Mühendis, mimar ve şehir plancıları olarak, bizler, bilimi ve doğal kaynakları insanlığın hizmetine sunan bir mesleği uyguluyoruz. Tarımsal ve sanayi üretiminin itici gücüyüz. Ülke imarında, enerji üretim ve dağıtımının tüm aşamalarında, iletişim sektöründe, madenlerimizin bulunup işletilmesinde ciddi görevler üstleniyoruz. Ülke sanayisinin, tarımının, doğal çevrenin, ormanlarımızın, tarihi kültürel varlıklarımızın korunması, geliştirilmesi ve gelecek kuşaklara taşınması asli sorumluluğumuz.
Bu boyutuyla bakıldığında üretimi yatırımı, insanı doğayı dışlayan, dışa bağımlı politika ve uygulamaların yıkıcı sonuçları en fazla bizlerin meslek uygulama alanlarında hissediliyor. Buna ses çıkarmak, meslek itibarımıza, ülkemizin ve halkımızın geleceğine sahip çıkmak zorundayız.
2) Kampanya boyunca dile getireceğiniz ve aslında yukarıda da giriş yaptığınız sorunlarınızı biraz daha açacak olursak…
Özelleştirmeye, piyasalaştırmaya, ranta dayalı politikalar sonucu biz mühendislerin varlık nedeni olan sanayi tesislerimiz, enerji santrallerimiz, iletişim alt yapımız, demir-çelik ve petro kimya tesislerimiz, tarıma dayalı kuruluşlarımız haraç mezat satılıyor. Ülkemizin mühendislik alt yapısı ve üretim yeteneğimiz aşındırılıyor.
Elde kalan az sayıdaki kuruluş da idari bütünlükleri parçalanarak ve serbestleştirme uygulamalarıyla etkisizleşiyor. Meslek uygulama alanlarımız gün geçtikçe daraltılıyor. Mesleğimizin kamusal içeriği boşaltılıyor.
Geldiğimiz noktada, iş güvencesine sahip olmamak, çalışma koşullarının giderek ağırlaşması, yetersiz ücret, işsizlik tehlikesi, sigortasız çalıştırılma, fazla çalıştırma, iş saatleri ihlali; sosyal hak ve özlük hakkı ihlalleri, insan onuruna yaraşır emeklilik sürecini yaşayamama ortak sorunumuz haline geldi. Artan kiralar, kontrol altına alınamayan fiyatlar, temel tüketim maddelerinde yaşanan kıtlık, düşen alım gücü, açlık sınırına düşen ücretler ve giderek artan işsizlik bizlerin de yaşamını söndürüyor.
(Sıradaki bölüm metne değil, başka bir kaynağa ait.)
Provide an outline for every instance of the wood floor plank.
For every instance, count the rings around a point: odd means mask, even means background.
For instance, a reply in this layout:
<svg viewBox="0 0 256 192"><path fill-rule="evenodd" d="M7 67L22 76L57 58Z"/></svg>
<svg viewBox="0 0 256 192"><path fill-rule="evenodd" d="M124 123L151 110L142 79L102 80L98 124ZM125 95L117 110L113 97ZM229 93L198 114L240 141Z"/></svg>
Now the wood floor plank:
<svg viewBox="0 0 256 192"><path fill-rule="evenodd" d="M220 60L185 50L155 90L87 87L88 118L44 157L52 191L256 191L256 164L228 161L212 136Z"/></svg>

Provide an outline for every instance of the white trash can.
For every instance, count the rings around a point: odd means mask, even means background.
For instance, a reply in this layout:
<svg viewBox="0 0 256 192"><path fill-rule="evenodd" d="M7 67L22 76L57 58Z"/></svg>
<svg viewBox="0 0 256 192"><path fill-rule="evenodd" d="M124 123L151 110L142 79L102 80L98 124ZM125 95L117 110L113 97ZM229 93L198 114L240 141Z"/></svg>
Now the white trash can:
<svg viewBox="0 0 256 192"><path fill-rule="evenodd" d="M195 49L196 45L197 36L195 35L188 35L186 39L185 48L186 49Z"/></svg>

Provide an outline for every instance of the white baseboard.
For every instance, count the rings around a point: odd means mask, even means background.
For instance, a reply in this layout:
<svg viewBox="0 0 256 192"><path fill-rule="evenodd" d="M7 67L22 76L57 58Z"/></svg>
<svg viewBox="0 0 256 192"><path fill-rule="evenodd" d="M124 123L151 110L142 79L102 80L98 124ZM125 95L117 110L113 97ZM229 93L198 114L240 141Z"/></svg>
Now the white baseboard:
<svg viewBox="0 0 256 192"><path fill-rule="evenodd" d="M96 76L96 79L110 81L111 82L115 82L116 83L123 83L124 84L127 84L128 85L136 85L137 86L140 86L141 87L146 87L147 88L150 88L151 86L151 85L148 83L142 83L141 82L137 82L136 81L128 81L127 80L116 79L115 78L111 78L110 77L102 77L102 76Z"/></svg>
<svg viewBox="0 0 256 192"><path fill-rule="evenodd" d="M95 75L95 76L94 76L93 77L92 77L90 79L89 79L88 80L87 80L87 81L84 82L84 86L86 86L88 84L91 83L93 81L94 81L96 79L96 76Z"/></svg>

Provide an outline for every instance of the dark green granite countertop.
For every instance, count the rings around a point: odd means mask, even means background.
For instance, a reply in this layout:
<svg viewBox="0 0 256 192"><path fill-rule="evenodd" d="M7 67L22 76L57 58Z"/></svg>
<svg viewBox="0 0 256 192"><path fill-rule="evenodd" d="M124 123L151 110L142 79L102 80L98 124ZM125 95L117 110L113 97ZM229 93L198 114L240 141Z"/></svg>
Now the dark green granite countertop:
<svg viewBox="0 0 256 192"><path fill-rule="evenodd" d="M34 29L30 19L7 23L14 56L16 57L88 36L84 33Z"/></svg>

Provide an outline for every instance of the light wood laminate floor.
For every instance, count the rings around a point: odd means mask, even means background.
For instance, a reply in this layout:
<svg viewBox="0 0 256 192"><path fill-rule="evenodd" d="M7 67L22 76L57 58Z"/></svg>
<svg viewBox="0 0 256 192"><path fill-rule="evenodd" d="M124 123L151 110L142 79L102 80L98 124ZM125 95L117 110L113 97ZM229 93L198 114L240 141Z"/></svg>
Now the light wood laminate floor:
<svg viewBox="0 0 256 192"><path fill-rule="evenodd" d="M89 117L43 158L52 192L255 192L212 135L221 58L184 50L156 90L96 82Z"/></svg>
Kamuda çalışan meslektaşlarımız düşük ve eşitsiz ücret, sözleşmeli istihdam, özlük hakkı kayıpları ve teknik personel ataması yapılmaması gibi sorunlarla yüz yüze.
Özel sektörde çalışan meslektaşlarımızın tamamına yakını yatırımların durması, projelerin iptal edilmesi, reel sektörün tıkanması gibi sorunlardan etkilendiler.
Serbest çalışan, küçük büro ve atölye sahibi meslektaşlarımızın pek çoğu artan maaliyetler, iş hacminin azalması, artan borç yükü nedeniyle iş yerlerini kapatmak zorunda kalıyor.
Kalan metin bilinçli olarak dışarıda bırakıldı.